Rauh C, Hack C C, Häberle L, Hein A, Engel A, Schrauder M G, Fasching P A, Jud S M, Ekici A B, Loehberg C R, Meier-Meitinger M, Ozan S, Schulz-Wendtland R, Uder M, Hartmann A, Wachter D L, Beckmann M W, Heusinger K
Department of Gynecology and Obstetrics, University Hospital Erlangen, Erlangen.
Institute of Human Genetics, Friedrich-Alexander University Erlangen-Nuremberg, Erlangen.
Geburtshilfe Frauenheilkd. 2012 Aug;72(8):727-733. doi: 10.1055/s-0032-1315129.
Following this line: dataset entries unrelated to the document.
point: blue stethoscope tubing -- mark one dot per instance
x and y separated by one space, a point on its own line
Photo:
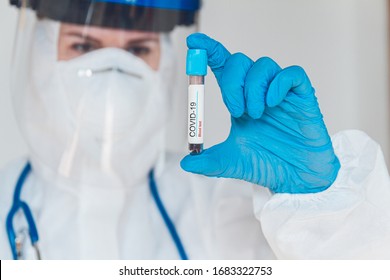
18 204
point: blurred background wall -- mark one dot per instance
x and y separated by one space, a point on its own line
342 45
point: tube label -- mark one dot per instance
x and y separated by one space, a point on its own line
195 114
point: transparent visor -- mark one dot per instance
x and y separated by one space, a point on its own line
93 91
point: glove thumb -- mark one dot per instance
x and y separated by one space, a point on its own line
209 163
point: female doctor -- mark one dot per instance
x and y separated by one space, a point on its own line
90 84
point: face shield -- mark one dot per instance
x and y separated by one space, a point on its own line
91 82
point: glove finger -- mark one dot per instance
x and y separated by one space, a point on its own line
209 163
216 52
256 85
292 79
233 83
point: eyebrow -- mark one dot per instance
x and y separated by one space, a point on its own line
89 38
81 36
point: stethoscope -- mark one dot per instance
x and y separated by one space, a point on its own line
19 205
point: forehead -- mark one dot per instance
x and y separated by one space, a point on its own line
100 33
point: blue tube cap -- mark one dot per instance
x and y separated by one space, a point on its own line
196 62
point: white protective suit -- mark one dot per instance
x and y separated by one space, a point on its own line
110 212
215 218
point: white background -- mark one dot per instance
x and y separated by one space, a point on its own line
342 45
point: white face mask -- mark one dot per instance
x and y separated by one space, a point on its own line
96 120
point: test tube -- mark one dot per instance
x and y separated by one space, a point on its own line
196 71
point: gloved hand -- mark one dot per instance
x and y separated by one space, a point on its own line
278 138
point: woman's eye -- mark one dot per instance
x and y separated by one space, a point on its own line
83 47
139 50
Mammographic characteristics are known to be correlated to breast cancer risk. Percent mammographic density (PMD), as assessed by computer-assisted methods, is an established risk factor for breast cancer. Along with this assessment the absolute dense area (DA) of the breast is reported as well. Aim of this study was to assess the predictive value of DA concerning breast cancer risk in addition to other risk factors and in addition to PMD. We conducted a case control study with hospital-based patients with a diagnosis of invasive breast cancer and healthy women as controls. A total of 561 patients and 376 controls with available mammographic density were included into this study. We describe the differences concerning the common risk factors BMI, parital status, use of hormone replacement therapy (HRT) and menopause between cases and controls and estimate the odds ratios for PMD and DA, adjusted for the mentioned risk factors. Furthermore we compare the prediction models with each other to find out whether the addition of DA improves the model. Mammographic density and DA were highly correlated with each other. Both variables were as well correlated to the commonly known risk factors with an expected direction and strength, however PMD (ρ = -0.56) was stronger correlated to BMI than DA (ρ = -0.11). The group of women within the highest quartil of PMD had an OR of 2.12 (95 % CI: 1.25-3.62). This could not be seen for the fourth quartile concerning DA. However the assessment of breast cancer risk could be improved by including DA in a prediction model in addition to common risk factors and PMD. The inclusion of the parameter DA into a prediction model for breast cancer in addition to established risk factors and PMD could improve the breast cancer risk assessment. As DA is measured together with PMD in the process of computer-assisted assessment of PMD it might be considered to include it as one additional breast cancer risk factor that is obtained from breast imaging.
已知乳腺钼靶特征与乳腺癌风险相关。通过计算机辅助方法评估的乳腺钼靶密度百分比(PMD)是已确定的乳腺癌风险因素。在进行此项评估时,还会报告乳房的绝对致密面积(DA)。本研究的目的是评估除其他风险因素以及PMD之外,DA对乳腺癌风险的预测价值。我们对以医院为基础的浸润性乳腺癌患者和健康女性作为对照进行了病例对照研究。本研究共纳入了561例患者和376例有可用乳腺钼靶密度数据的对照。我们描述了病例组和对照组在常见风险因素体重指数(BMI)、生育状况、激素替代疗法(HRT)的使用和绝经方面的差异,并估计了经上述风险因素调整后的PMD和DA的优势比。此外,我们相互比较预测模型,以确定添加DA是否能改善模型。乳腺钼靶密度和DA彼此高度相关。这两个变量与常见风险因素的相关性也符合预期的方向和强度,然而PMD(ρ = -0.56)与BMI的相关性比DA(ρ = -0.11)更强。PMD最高四分位数组的优势比为2.12(95%可信区间:1.25 - 3.62)。DA的第四四分位数组未观察到这种情况。然而,除了常见风险因素和PMD外,将DA纳入预测模型可以改善乳腺癌风险评估。除了既定风险因素和PMD外,将参数DA纳入乳腺癌预测模型可以改善乳腺癌风险评估。由于在计算机辅助评估PMD的过程中DA与PMD一起测量,因此可以考虑将其作为从乳腺成像中获得的另一个乳腺癌风险因素。